図1 A社はIPsecを運用する計画を取りやめIEEE802.1xを採用することにした
A社は当初,IPsecを使ってVPNでセキュリティを確保する計画だった。この方法だと,社外からのリモート・アクセスとセキュリティの運用を統一できる。しかし社内のAP(アクセス・ポイント)がつながったローカル・セグメント上のサーバーに不正アクセスされる恐れがあると考え,IPsecではなくIEEE802.1xを使うことにした。
 A社は,こうした使用状況を考慮し,社内の無線LANでもインターネットVPNを使おうと考えた(図1[拡大表示])。社員は場所にかかわらず,どこでも同じ操作で社内ネットを利用できるのに加え,無線LAN向けのセキュリティの運用管理を一元化できる。

社内からの不正アクセスを防げない

 ところが実際にネットワークの設計を進めていくと,セキュリティ上,重大な問題があることに気が付いた。

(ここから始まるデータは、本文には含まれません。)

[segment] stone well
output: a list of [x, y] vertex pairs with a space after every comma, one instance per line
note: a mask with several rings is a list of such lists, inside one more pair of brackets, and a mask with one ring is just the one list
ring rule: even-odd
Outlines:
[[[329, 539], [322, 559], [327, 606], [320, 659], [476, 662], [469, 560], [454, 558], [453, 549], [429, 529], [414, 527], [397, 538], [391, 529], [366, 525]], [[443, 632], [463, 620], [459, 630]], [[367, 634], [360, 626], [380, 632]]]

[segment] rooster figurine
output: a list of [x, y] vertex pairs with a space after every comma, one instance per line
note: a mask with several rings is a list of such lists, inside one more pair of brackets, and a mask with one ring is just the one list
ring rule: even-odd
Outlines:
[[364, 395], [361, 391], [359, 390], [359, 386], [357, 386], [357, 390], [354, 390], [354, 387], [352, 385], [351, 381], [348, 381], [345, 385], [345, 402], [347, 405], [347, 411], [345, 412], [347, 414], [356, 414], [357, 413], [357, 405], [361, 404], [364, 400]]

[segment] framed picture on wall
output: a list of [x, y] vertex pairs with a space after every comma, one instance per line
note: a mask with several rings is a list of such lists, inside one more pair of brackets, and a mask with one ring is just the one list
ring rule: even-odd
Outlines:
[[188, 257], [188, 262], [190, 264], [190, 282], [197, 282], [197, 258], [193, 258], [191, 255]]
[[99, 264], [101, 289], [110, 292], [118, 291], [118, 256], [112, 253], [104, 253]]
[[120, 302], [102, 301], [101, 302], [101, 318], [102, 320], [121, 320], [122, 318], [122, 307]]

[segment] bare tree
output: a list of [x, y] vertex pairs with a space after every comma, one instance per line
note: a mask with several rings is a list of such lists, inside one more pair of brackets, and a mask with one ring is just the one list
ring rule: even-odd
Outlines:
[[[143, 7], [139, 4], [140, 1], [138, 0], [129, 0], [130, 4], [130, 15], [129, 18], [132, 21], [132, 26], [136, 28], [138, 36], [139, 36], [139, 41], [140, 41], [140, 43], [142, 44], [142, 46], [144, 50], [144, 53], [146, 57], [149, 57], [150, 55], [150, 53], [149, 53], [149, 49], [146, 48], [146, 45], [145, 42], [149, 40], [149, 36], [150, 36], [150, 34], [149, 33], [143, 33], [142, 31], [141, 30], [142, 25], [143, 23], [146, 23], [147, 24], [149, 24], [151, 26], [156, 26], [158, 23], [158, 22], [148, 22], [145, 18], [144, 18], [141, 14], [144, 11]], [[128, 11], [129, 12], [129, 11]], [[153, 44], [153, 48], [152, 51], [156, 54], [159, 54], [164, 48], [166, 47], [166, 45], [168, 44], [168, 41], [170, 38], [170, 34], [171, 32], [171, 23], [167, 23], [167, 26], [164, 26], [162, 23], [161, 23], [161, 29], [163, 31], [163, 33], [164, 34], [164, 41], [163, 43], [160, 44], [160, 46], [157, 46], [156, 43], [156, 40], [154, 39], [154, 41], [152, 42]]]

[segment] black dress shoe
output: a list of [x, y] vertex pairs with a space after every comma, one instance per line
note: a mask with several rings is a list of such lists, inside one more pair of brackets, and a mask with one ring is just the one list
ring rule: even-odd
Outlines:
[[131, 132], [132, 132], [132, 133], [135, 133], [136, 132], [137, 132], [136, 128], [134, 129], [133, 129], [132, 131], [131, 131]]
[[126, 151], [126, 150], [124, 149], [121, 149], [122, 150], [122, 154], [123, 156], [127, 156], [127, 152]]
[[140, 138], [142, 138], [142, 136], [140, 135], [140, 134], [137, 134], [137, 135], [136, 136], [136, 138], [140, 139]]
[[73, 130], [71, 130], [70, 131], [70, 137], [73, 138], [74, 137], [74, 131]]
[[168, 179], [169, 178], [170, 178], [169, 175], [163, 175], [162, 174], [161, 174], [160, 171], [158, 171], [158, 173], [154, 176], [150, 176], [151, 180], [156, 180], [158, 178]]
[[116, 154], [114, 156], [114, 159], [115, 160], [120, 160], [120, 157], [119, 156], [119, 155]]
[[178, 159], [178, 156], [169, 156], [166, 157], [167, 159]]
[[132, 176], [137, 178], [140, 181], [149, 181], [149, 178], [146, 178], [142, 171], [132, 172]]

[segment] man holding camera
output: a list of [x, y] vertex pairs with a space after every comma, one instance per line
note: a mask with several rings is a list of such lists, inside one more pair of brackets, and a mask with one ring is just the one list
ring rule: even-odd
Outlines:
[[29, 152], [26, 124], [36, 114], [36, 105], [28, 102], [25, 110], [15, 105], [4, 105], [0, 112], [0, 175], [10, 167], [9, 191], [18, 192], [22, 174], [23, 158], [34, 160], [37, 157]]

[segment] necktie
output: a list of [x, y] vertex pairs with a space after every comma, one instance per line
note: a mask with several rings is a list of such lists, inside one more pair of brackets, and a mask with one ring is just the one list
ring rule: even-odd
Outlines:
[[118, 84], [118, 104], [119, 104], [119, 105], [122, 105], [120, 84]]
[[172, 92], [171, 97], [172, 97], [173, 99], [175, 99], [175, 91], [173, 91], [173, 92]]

 それは,無線LANのアクセス・ポイントを直結するLANセグメントがぜい弱性のあるWEPでしか守れないこと。無線LANのアクセス・ポイントは各部門単位で設置する予定だったため,このセグメントには部門サーバーが接続される可能性がある。

 このLANセグメントがぜい弱なのは,A社が設置しようとしたVPN装置が,無線LANアクセス・サービスや社内のアクセス・ポイントからのアクセスをセンター1カ所で受け付ける仕組みだったからだ。

 これでは,WEPの暗号鍵が何者かにクラッキング・ツールで解読されてしまうと,社内のアクセス・ポイントに不正に接続して部門サーバーにまで簡単にアクセスできてしまう。

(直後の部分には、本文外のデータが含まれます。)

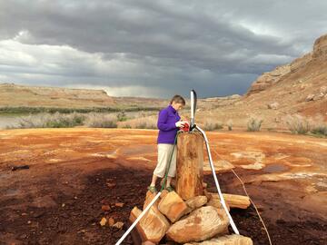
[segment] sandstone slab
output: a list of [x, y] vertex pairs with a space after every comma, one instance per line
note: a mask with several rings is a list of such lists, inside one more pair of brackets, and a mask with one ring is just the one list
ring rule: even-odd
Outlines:
[[168, 192], [161, 199], [158, 204], [159, 211], [172, 222], [175, 222], [184, 215], [187, 208], [186, 203], [175, 191]]
[[201, 241], [224, 233], [228, 218], [212, 206], [202, 207], [173, 224], [167, 238], [179, 243]]
[[184, 245], [253, 245], [251, 238], [242, 235], [225, 235], [219, 238], [213, 238], [203, 242], [185, 243]]

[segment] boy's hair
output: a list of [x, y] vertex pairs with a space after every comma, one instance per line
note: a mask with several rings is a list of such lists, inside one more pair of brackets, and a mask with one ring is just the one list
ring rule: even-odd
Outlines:
[[183, 105], [185, 105], [185, 100], [181, 95], [178, 95], [178, 94], [173, 95], [173, 97], [172, 98], [172, 100], [170, 102], [170, 104], [172, 104], [173, 102], [179, 103], [182, 103]]

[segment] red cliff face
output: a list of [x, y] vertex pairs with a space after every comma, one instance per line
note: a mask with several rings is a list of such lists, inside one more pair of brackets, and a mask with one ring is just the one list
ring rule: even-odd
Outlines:
[[291, 64], [277, 66], [273, 71], [264, 73], [255, 80], [248, 90], [246, 95], [251, 95], [266, 90], [268, 87], [279, 83], [286, 75], [304, 68], [312, 60], [327, 60], [327, 34], [318, 38], [313, 44], [313, 51], [293, 60]]

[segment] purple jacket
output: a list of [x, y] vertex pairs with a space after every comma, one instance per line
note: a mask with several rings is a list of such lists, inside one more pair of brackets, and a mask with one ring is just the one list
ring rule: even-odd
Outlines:
[[179, 128], [175, 123], [181, 120], [177, 111], [170, 104], [159, 113], [157, 143], [173, 143]]

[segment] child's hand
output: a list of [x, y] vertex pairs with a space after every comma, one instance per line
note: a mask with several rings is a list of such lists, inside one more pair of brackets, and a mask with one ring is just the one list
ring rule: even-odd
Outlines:
[[175, 123], [175, 125], [177, 128], [183, 128], [185, 123], [188, 123], [188, 122], [185, 121], [179, 121]]

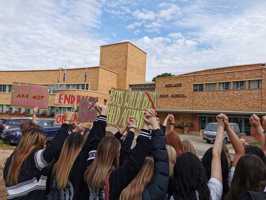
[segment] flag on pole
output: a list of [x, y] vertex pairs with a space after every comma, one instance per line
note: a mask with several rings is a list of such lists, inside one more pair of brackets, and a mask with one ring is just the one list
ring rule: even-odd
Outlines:
[[66, 82], [66, 66], [65, 69], [65, 73], [64, 73], [64, 78], [63, 79], [63, 80], [65, 83]]
[[86, 68], [86, 71], [85, 72], [85, 82], [86, 82], [87, 80], [87, 68]]
[[58, 78], [58, 83], [60, 83], [60, 76], [61, 76], [61, 70], [59, 70], [59, 77]]

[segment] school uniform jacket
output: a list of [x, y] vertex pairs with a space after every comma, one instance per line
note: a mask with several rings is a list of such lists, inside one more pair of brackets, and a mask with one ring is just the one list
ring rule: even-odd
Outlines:
[[[100, 140], [105, 136], [103, 134], [99, 135], [100, 134], [96, 132], [95, 133], [94, 143], [93, 145], [92, 143], [92, 146], [90, 151], [91, 154], [95, 153], [96, 154], [96, 150], [99, 143], [97, 141], [99, 141], [99, 140]], [[110, 174], [109, 177], [110, 200], [117, 200], [119, 198], [122, 190], [138, 174], [146, 158], [149, 142], [149, 131], [142, 130], [140, 135], [137, 139], [135, 150], [131, 155], [130, 159], [122, 166]], [[92, 141], [93, 139], [93, 138]], [[87, 166], [91, 164], [95, 158], [95, 155], [89, 154]], [[87, 199], [90, 200], [105, 199], [105, 188], [96, 191], [90, 188], [89, 186], [88, 187], [90, 194], [89, 197], [87, 197]]]
[[151, 182], [142, 193], [143, 200], [164, 200], [169, 181], [169, 159], [163, 131], [159, 129], [151, 132], [154, 171]]
[[[94, 131], [98, 130], [97, 125], [98, 119], [97, 117], [95, 121], [93, 122], [93, 126], [87, 140], [74, 162], [69, 175], [66, 186], [63, 189], [59, 190], [61, 200], [80, 200], [81, 199], [82, 192], [85, 186], [83, 176], [89, 154], [89, 144], [92, 139], [93, 133]], [[49, 169], [48, 173], [48, 178], [50, 179], [47, 184], [48, 188], [50, 187], [50, 179], [52, 177], [52, 172], [53, 168], [51, 167]], [[54, 187], [55, 186], [55, 183], [53, 183]]]
[[[60, 153], [65, 140], [69, 135], [69, 125], [63, 124], [52, 143], [47, 148], [30, 154], [22, 165], [18, 179], [18, 184], [9, 185], [6, 183], [8, 196], [13, 200], [44, 199], [47, 193], [47, 171], [45, 167]], [[7, 158], [3, 171], [6, 181], [12, 162], [13, 155]]]

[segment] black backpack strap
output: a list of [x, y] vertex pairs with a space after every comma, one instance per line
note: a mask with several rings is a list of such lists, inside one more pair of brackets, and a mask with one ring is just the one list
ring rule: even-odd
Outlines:
[[266, 194], [264, 193], [248, 191], [247, 193], [252, 200], [266, 200]]

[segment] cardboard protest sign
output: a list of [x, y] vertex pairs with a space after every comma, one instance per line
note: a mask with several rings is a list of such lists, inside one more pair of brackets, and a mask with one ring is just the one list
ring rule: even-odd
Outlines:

 IPsecにはユーザーを認証する機能がある。しかしIPsecを使う場合,不正アクセスを防げる場所はVPN装置の先となる。このVPN装置の先のネットワークにアクセスする際は認証がかかるが,社内のアクセス・ポイントからVPN装置までの無線LAN用セグメント上のサーバーへのアクセスには,IPsecの認証は不要である。

 この問題は,VPN装置をアクセス・ポイントの直近に設置するようにネットワーク設計を変更することで解決できる。しかしこの場合,ローミングができない。またアクセス・ポイントの数だけVPN装置が必要になる。

 A社の計算では,アクセス・ポイントにVPN装置のコストを加えると,IEEE802.1x対応無線LANアクセス・ポイントが1台買えてしまう。IEEE802.1xで必要になる認証サーバーのコストを加えても,IEEE802.1xの方が割安だった。

社内ではIEEE802.1x認証を利用

 結局A社は,インターネットVPNに統一する方法をあきらめた。社外からのアクセスには従来通りインターネットVPNを使い,社内の無線LANではIEEE802.1xを採用することにした。

 IEEE802.1xを利用する場合,社内ネットへの不正アクセスを防ぐ場所はアクセス・ポイント。IEEE802.1xの認証サーバーで認証されない限り,社内の無線LANは使えないことになる。不正ユーザーが,無線LAN用セグメント上に侵入できない上に,ローミングにも支障はない。